PART IV - OTHER INFORMATION
(1) | Name and telephone number of person to contact in regard to this notification |
Thomas Tarala | 443 | 407-7564 | ||
(Name) | (Area Code) | (Telephone Number) |
(2) | Have all other periodic reports required under Section 13 or 15(d) of the Securities Exchange Act of 1934 or Section 30 of the Investment Company Act of 1940 during the preceding 12 months or for such shorter period that the registrant was required to file such report(s) been filed?
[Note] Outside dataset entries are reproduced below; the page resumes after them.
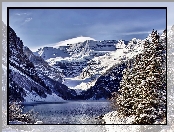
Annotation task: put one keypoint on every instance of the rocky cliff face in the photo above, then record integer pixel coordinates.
(28, 75)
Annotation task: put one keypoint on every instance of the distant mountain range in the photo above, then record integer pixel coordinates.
(78, 68)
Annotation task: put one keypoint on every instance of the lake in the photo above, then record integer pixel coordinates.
(70, 112)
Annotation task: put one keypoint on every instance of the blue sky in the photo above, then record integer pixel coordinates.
(38, 27)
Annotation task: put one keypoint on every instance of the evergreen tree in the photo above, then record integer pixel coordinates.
(143, 87)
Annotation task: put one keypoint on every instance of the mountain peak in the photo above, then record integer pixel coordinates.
(73, 41)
If answer is no, identify report(s). ☒ Yes ☐ No |
(3) | Is it anticipated that any significant change in results of operations from the corresponding period for the last fiscal year will be reflected by the earnings statements to be included in the subject report or portion thereof? ☐ Yes ☒ No |
Although the Company’s independent registered public accounting firm has not yet finished its review of the financial statements to be included in the Quarterly Report, the Company currently expects that, as a result of the Transaction, Separation and the new business model of the Company, the Company’s revenue is expected to be approximately 25% higher, costs of sales 50% lower, gross profit 170% higher, and operating expenses 250% lower for the nine-month period ended January 31, 2025 in comparison to the nine month period ended January 31, 2024 and the Company’s revenue is expected to be 35% higher, costs of sales 4% higher, gross profit 50% higher, and operating expenses 55% lower in the quarter ended January 31, 2025 in comparison to the quarter ended January 31, 2024. |
CONNEXA SPORTS TECHNOLOGIES INC.
(Name of Registrant as Specified in Charter)
has caused this notification to be signed on its behalf by the undersigned hereunto duly authorized.